Deputy Prime Minister Paulo Portas summed up the government’s view in three words: “Portugal is back.”
Meanwhile, officials say last year’s budget deficit will be better than the targeted 5.5 per cent of gross domestic product. In 2010, it was a whopping 10.1 per cent.
Portugal last year also broke out of its worst recession in three decades. The economy grew at the second fastest rate in the 18-nation euro zone in the last quarter of last year, expanding 0.5 per cent on the previous three months. In 2012, it shrank 3.2 per cent.
The jobless rate has been inching lower, from a record 17.7 per cent at the start of last year to 15.4 per cent at the end of December. Exports were up 4.6 per cent last year after a 5.7 per cent jump in 2012. Tourism had a record year, with hotels hosting 14.4 million tourists, up 4.2 per cent on 2012.
The government has made the economy leaner and nimbler. It has, for example, made it easier and cheaper to hire and fire workers and alter their working hours and duties; begun restructuring the legal system and state-owned companies; and scrapped century-old rent controls.
Prime Minister Pedro Passos Coelho says the Portuguese have given up some of their bad habits, such as lavish spending financed by credit. Household borrowing for consumption fell 9.4 per cent in 2012 after a 5.8 per cent drop the previous year.
“We are today living much more within our means,” Passos Coelho said this month.

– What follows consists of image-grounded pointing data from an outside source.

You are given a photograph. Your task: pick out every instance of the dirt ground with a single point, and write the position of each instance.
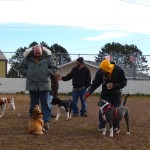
(79, 132)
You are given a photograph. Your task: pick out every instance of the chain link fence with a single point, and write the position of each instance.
(135, 66)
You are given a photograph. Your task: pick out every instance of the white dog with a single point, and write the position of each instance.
(4, 102)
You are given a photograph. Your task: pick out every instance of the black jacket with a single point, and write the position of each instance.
(80, 77)
(118, 79)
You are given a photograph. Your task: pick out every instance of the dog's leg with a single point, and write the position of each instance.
(126, 116)
(111, 129)
(13, 106)
(70, 111)
(3, 110)
(58, 114)
(67, 117)
(104, 130)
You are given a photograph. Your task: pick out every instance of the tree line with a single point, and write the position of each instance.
(124, 55)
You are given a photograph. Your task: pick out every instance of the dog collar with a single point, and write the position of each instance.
(106, 109)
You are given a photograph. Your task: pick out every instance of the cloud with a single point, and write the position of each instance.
(106, 36)
(93, 14)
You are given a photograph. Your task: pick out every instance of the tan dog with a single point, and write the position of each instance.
(36, 123)
(4, 102)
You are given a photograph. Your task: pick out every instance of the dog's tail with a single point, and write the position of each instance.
(125, 100)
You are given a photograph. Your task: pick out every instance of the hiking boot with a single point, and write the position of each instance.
(102, 130)
(46, 125)
(75, 115)
(53, 116)
(83, 115)
(116, 130)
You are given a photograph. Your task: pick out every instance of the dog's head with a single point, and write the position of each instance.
(56, 101)
(37, 112)
(103, 103)
(12, 102)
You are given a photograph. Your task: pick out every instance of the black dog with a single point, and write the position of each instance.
(111, 114)
(64, 104)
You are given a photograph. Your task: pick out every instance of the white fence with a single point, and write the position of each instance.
(14, 85)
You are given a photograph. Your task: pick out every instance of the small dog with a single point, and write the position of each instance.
(111, 114)
(4, 102)
(36, 123)
(64, 104)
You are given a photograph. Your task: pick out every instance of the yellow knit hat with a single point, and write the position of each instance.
(106, 66)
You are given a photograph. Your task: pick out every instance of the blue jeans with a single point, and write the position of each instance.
(43, 98)
(116, 102)
(75, 96)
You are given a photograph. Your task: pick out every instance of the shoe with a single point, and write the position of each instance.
(53, 116)
(116, 130)
(102, 130)
(84, 115)
(46, 125)
(75, 115)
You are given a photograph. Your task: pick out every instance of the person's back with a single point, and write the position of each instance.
(81, 80)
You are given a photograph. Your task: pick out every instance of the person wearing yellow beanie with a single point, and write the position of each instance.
(106, 66)
(112, 78)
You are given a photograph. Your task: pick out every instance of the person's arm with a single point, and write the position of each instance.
(68, 76)
(23, 67)
(52, 68)
(98, 79)
(122, 80)
(88, 78)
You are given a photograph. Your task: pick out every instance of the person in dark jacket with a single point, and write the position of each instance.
(113, 79)
(81, 80)
(37, 66)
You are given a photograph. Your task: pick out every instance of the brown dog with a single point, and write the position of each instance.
(4, 102)
(36, 123)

Despite all Portugal’s efforts, the main ratings agencies still classify the country’s bonds as junk. Bulgaria and Romania are rated safer bets by Standard & Poor’s.
The bailout creditors have twice had to ease Portugal’s deficit targets as the economy nosedived. Public debt has grown to around 130 per cent of GDP, more than double the euro zone ceiling of 60 per cent.

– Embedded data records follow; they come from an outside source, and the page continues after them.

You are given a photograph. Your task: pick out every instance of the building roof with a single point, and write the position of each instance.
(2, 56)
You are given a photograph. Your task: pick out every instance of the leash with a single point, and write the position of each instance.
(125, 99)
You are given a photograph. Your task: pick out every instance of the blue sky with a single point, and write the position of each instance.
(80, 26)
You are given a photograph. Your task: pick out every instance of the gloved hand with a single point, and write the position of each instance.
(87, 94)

The financial sector is still weak – the five biggest banks had their worst ever year last year.
And the standard of living is going backwards. GDP per capita in 2010 was 80.4 per cent of the EU average. In last year, it was down to 76 per cent.
Street protests, though they have never reached the level of violence seen in bailed-out Greece, have compelled the government to tread carefully. It has struggled to reform the hard-lobbying energy sector and the civil service.
Some analysts fear the economic makeover has been skin-deep and that it could soon be “business as usual.” Portugal has needed three bailouts in less than 40 years.
“Change has been very relevant, but there hasn’t been a big bang,” said Antonio Barroso, a London-based analyst with the Teneo Intelligence consulting firm. “If these big bangs have not happened during the crisis, they won’t happen during normal times.”
And the scars of austerity will take time to heal. In 2012, more than 121,000 people emigrated in the biggest mass departure since 1960. The 2012 birth rate was the lowest on record.
The perils for Portugal come from three directions: political rivalries, the Constitutional Court, and the fortunes of the global economy.
Ahead of a scheduled 2013 general election, party leaders are already talking again about lowering taxes and spending more public money.
The leader of the main opposition Socialist Party, Antonio Jose Seguro, has struck a chord with disgruntled voters and taken a lead in polls by accusing the government of turning a blind eye to hardship. “Our country has to change course,” Seguro said on Tuesday.
The Constitutional Court has several times struck down proposed pay and pension cuts and may disallow other austerity measures.
Meanwhile, Portugal remains vulnerable to international market conditions.
Finance Minister Maria Luis Albuquerque warned that, even after May 17, Portugal can’t relax its focus on spending cuts and reforms.
“I am sure that market pressure ... will continue,” she said this week, adding that Portugal’s financial circumstances “will continue to be challenging and somewhat fragile for quite a long time.”